The second season premiered on 13 September 2015. The celebrity contestants were Luka Bulić, Saša Lozar, Maja Posavec, Ivana Marić, Maja Šuput, Renata Sabljak, Dušan Bućan, and Ivan Šarić. The season was won by Saša Lozar.

===Season 3 (2016)===

The third season premiered on 25 September 2016. The contestants were Damir Kedžo, Hana Hegedušić, Lana Jurčević, Filip Dizdar, Matteo Cetinski, Žanamari Perčić, Fil Tilen, and Ana Maras Harmander. The season was won by Damir Kedžo.

===Season 4 (2017)===

The fourth season premiered on 5 March 2017. The contestants were Nives Celzijus, Ana Gruica, Mia Anočić Valentić, Ivana Mišerić, Dalibor Petko, Bojan Jambrošić, Mario Roth, and Daniel Bilić. Nives Celzijus was the winner of the fourth season.

===Season 5 (2018)===

The fifth season premiered on 18 March 2018. The contestants were Davor Dretar Drele, Maja Bajamić, Matko Knešaurek, Katarina Baban, Damir Poljičak, Ana Vilenica, Amel Ćurić, and Paola Valić Bekić. The winner was Maja Bajamić.

===Season 6 (2020)===
The sixth season premiered on 8 March 2020. The contestants were Lu Jakelić, Pavao Fabijan Medvešek, Lana Klingor Mihić, Marina Orsag, Marko Braić, Neda Parmać, Mario Valentić, and Siniša Ružić. After the second episode aired on 15 March, Nova TV suspended the production of the season due to the COVID-19 pandemic. The season resumed with its third episode on 27 September 2020. The season was won by Fabijan Pavao Medvešek.

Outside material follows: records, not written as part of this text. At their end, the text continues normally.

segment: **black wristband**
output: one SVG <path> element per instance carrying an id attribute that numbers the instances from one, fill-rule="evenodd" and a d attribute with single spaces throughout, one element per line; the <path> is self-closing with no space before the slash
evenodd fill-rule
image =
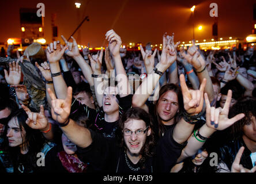
<path id="1" fill-rule="evenodd" d="M 59 75 L 61 75 L 61 72 L 58 72 L 58 73 L 55 73 L 55 74 L 51 74 L 51 75 L 52 77 L 57 76 L 59 76 Z"/>
<path id="2" fill-rule="evenodd" d="M 205 66 L 205 67 L 204 68 L 203 70 L 202 70 L 201 71 L 197 71 L 197 73 L 202 73 L 204 71 L 205 71 L 205 68 L 206 68 L 206 65 Z"/>
<path id="3" fill-rule="evenodd" d="M 159 75 L 160 76 L 162 76 L 163 75 L 163 72 L 158 71 L 157 68 L 156 68 L 156 67 L 155 67 L 154 69 L 153 69 L 153 71 L 157 74 Z"/>
<path id="4" fill-rule="evenodd" d="M 92 74 L 92 77 L 93 77 L 93 78 L 98 78 L 98 77 L 101 77 L 102 76 L 102 75 L 96 75 L 96 74 Z"/>
<path id="5" fill-rule="evenodd" d="M 208 138 L 209 138 L 209 137 L 204 137 L 203 136 L 202 136 L 202 135 L 199 133 L 199 129 L 198 129 L 198 130 L 197 131 L 197 132 L 196 136 L 198 136 L 199 138 L 200 138 L 201 139 L 204 140 L 206 140 L 208 139 Z"/>
<path id="6" fill-rule="evenodd" d="M 183 113 L 183 117 L 186 122 L 190 124 L 195 124 L 197 122 L 201 119 L 201 116 L 202 116 L 202 112 L 200 112 L 198 114 L 191 116 L 187 113 L 185 111 Z"/>
<path id="7" fill-rule="evenodd" d="M 45 82 L 47 84 L 52 84 L 53 83 L 53 81 L 52 80 L 51 80 L 51 81 L 46 80 Z"/>
<path id="8" fill-rule="evenodd" d="M 227 84 L 228 83 L 227 82 L 225 82 L 225 81 L 224 81 L 224 80 L 220 80 L 220 82 L 222 82 L 223 83 L 224 83 L 224 84 L 225 84 L 225 85 L 227 85 Z"/>
<path id="9" fill-rule="evenodd" d="M 69 118 L 63 124 L 59 123 L 59 126 L 61 127 L 66 126 L 69 124 L 70 120 L 70 119 Z"/>

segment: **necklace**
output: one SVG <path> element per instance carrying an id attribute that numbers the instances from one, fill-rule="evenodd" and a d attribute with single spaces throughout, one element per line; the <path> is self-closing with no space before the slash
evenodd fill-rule
<path id="1" fill-rule="evenodd" d="M 134 168 L 133 167 L 131 167 L 131 165 L 130 165 L 130 163 L 127 158 L 126 154 L 125 152 L 125 161 L 126 162 L 127 165 L 131 170 L 132 170 L 134 171 L 138 171 L 139 170 L 140 170 L 141 168 L 140 167 L 136 168 Z"/>

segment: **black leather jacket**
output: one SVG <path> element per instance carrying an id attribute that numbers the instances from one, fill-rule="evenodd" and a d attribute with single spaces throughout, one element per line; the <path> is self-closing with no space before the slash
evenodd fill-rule
<path id="1" fill-rule="evenodd" d="M 236 154 L 238 152 L 241 147 L 244 147 L 244 151 L 240 160 L 240 164 L 242 164 L 244 168 L 251 169 L 253 168 L 253 164 L 250 155 L 251 151 L 248 149 L 243 139 L 239 137 L 236 140 L 232 140 L 219 149 L 220 159 L 228 166 L 229 170 L 231 170 L 232 164 L 235 160 Z"/>

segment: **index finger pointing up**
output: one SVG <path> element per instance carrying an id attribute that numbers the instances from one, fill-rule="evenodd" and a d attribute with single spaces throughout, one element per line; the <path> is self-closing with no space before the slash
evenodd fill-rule
<path id="1" fill-rule="evenodd" d="M 71 104 L 72 102 L 72 87 L 69 86 L 67 87 L 67 97 L 66 97 L 66 101 L 69 103 Z"/>
<path id="2" fill-rule="evenodd" d="M 26 112 L 27 114 L 28 115 L 28 113 L 31 113 L 31 111 L 29 109 L 28 109 L 27 106 L 25 106 L 24 105 L 21 105 L 21 107 L 22 108 L 22 109 L 25 110 L 25 112 Z"/>
<path id="3" fill-rule="evenodd" d="M 185 77 L 183 74 L 179 76 L 179 82 L 180 83 L 180 88 L 182 89 L 183 95 L 189 95 L 189 91 L 186 83 Z"/>
<path id="4" fill-rule="evenodd" d="M 206 79 L 204 78 L 203 81 L 202 82 L 202 83 L 201 84 L 200 88 L 199 89 L 199 90 L 201 93 L 204 93 L 204 90 L 205 90 L 205 86 L 206 85 Z"/>
<path id="5" fill-rule="evenodd" d="M 228 112 L 229 110 L 230 102 L 231 102 L 232 98 L 232 91 L 231 90 L 228 90 L 228 95 L 227 97 L 226 102 L 223 107 L 223 110 L 222 112 L 225 114 L 228 114 Z"/>
<path id="6" fill-rule="evenodd" d="M 66 38 L 64 37 L 64 36 L 62 35 L 61 36 L 61 38 L 64 41 L 64 42 L 65 43 L 66 45 L 67 45 L 67 39 L 66 39 Z"/>
<path id="7" fill-rule="evenodd" d="M 49 94 L 49 96 L 51 98 L 51 100 L 56 99 L 56 96 L 55 94 L 53 93 L 53 92 L 51 90 L 50 88 L 47 88 L 48 93 Z"/>

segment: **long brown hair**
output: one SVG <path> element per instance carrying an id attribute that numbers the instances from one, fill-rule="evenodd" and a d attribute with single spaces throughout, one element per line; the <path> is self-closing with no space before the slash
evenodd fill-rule
<path id="1" fill-rule="evenodd" d="M 157 113 L 157 107 L 159 106 L 159 100 L 161 99 L 161 97 L 167 91 L 174 91 L 176 93 L 178 97 L 178 102 L 179 103 L 179 112 L 176 113 L 175 115 L 175 117 L 174 117 L 175 118 L 175 122 L 179 121 L 180 118 L 180 114 L 183 112 L 184 106 L 183 106 L 183 98 L 182 97 L 182 93 L 180 90 L 180 88 L 173 83 L 171 84 L 167 84 L 164 86 L 163 86 L 162 87 L 161 87 L 161 89 L 159 91 L 159 99 L 156 101 L 156 105 L 155 106 L 155 116 L 157 118 L 157 122 L 158 122 L 158 126 L 159 126 L 159 132 L 157 133 L 159 134 L 159 137 L 161 137 L 163 133 L 165 132 L 165 128 L 164 126 L 164 124 L 162 123 L 161 119 Z"/>
<path id="2" fill-rule="evenodd" d="M 234 139 L 241 137 L 243 135 L 243 126 L 250 124 L 251 116 L 256 117 L 256 98 L 246 96 L 238 99 L 229 110 L 228 117 L 244 113 L 245 116 L 235 122 L 231 127 L 231 133 Z"/>

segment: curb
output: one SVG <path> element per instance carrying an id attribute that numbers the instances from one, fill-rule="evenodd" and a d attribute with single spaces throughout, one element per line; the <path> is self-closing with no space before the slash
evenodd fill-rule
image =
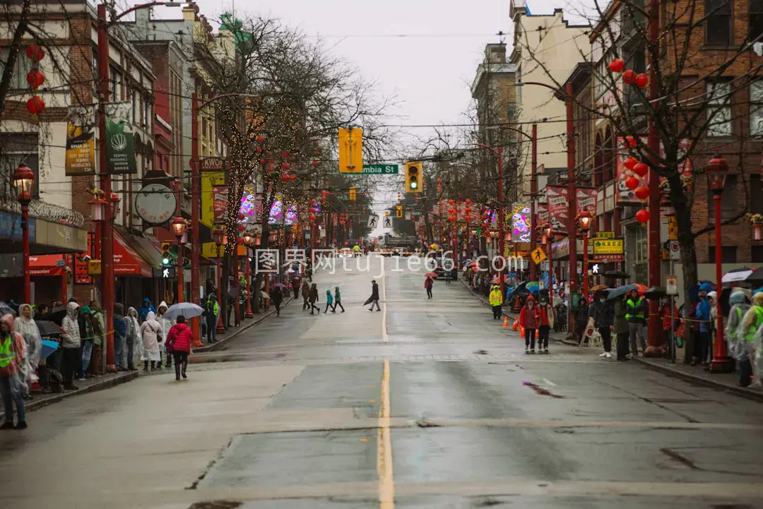
<path id="1" fill-rule="evenodd" d="M 684 380 L 688 380 L 695 383 L 699 383 L 707 387 L 712 387 L 713 389 L 720 389 L 721 390 L 726 391 L 727 392 L 732 392 L 738 396 L 742 396 L 742 398 L 746 398 L 747 399 L 752 399 L 752 401 L 757 401 L 763 402 L 763 391 L 755 391 L 751 390 L 749 389 L 745 389 L 744 387 L 737 387 L 736 386 L 732 386 L 728 383 L 723 383 L 723 382 L 718 382 L 710 379 L 704 378 L 703 376 L 697 376 L 697 375 L 693 375 L 691 373 L 681 371 L 680 370 L 676 370 L 668 366 L 662 366 L 662 364 L 658 364 L 645 359 L 641 357 L 635 357 L 631 359 L 631 360 L 636 360 L 639 363 L 647 367 L 650 370 L 654 370 L 655 371 L 658 371 L 665 375 L 668 375 L 670 376 L 675 376 L 677 378 L 681 378 Z"/>
<path id="2" fill-rule="evenodd" d="M 288 297 L 284 300 L 283 305 L 281 306 L 281 308 L 283 309 L 284 307 L 286 306 L 287 304 L 288 304 L 292 300 L 294 300 L 294 297 Z M 254 327 L 257 324 L 265 320 L 266 318 L 269 318 L 269 316 L 275 314 L 275 308 L 273 308 L 272 309 L 261 315 L 255 315 L 256 318 L 250 319 L 248 321 L 249 322 L 246 323 L 246 325 L 245 325 L 243 327 L 239 327 L 238 330 L 234 331 L 230 335 L 226 335 L 226 336 L 222 339 L 218 339 L 216 343 L 212 343 L 211 344 L 207 344 L 205 346 L 199 347 L 198 348 L 193 348 L 193 353 L 204 354 L 206 352 L 214 352 L 217 351 L 217 350 L 221 350 L 227 343 L 230 342 L 235 338 L 237 338 L 239 335 L 243 334 L 252 327 Z"/>
<path id="3" fill-rule="evenodd" d="M 59 394 L 55 394 L 53 395 L 47 395 L 48 397 L 40 399 L 40 395 L 37 395 L 37 398 L 31 402 L 24 402 L 24 408 L 26 411 L 34 411 L 35 410 L 39 410 L 43 407 L 46 407 L 48 405 L 53 405 L 53 403 L 58 403 L 59 402 L 72 398 L 73 396 L 77 396 L 82 394 L 88 394 L 89 392 L 97 392 L 98 391 L 102 391 L 106 389 L 111 389 L 111 387 L 116 387 L 117 386 L 121 385 L 123 383 L 127 383 L 130 380 L 134 380 L 138 377 L 137 371 L 128 371 L 126 373 L 122 373 L 121 374 L 117 373 L 116 376 L 109 378 L 105 380 L 98 380 L 95 382 L 87 387 L 82 387 L 76 391 L 65 391 Z M 0 411 L 0 418 L 5 418 L 5 412 Z"/>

===Season 7: All Stars (2021)===
The seventh season of the series served as its first All Stars edition, featuring the return of previous contestants: Mario Petreković, Saša Lozar, Damir Kedžo, Dalibor Petko, Ivana Mišerić, Mario Roth, Katarina Baban, and Maja Bajamić. The season ran from 21 April to 13 June 2021, and was won by Saša Lozar.

===Season 8 (2024)===
The eighth season premiered on 3 March 2024. The contestants were Antonija Šola, Mia Negovetić, ToMa, Marija Kolb, Alen Bičević, Antonia Dora Pleško, Luciano Plazibat, and Faris Pinjo. The winner was Alen Bičević.

===Season 9 (2025)===

In November 2024, Nova TV confirmed that a ninth season is in the works. On 11 February 2025, Igor Mešin and Filip Detelić were confirmed to return as the hosts. The eight contestants were revealed on 24 February 2025: Mada Peršić, Marcela Oroši, Devin Juraj, Marko Bošnjak, Stela Rade, Igor Cukrov, Domagoj Nižić and Meri Andraković. The season premiered on 9 March 2025 and was won by Stela Rade.

===Season 10 (2026)===
The tenth season premiered on 8 March 2026. Martina Stjepanović Meter replaced Minea on the judging panel. The season was won by Sven Pocrnić.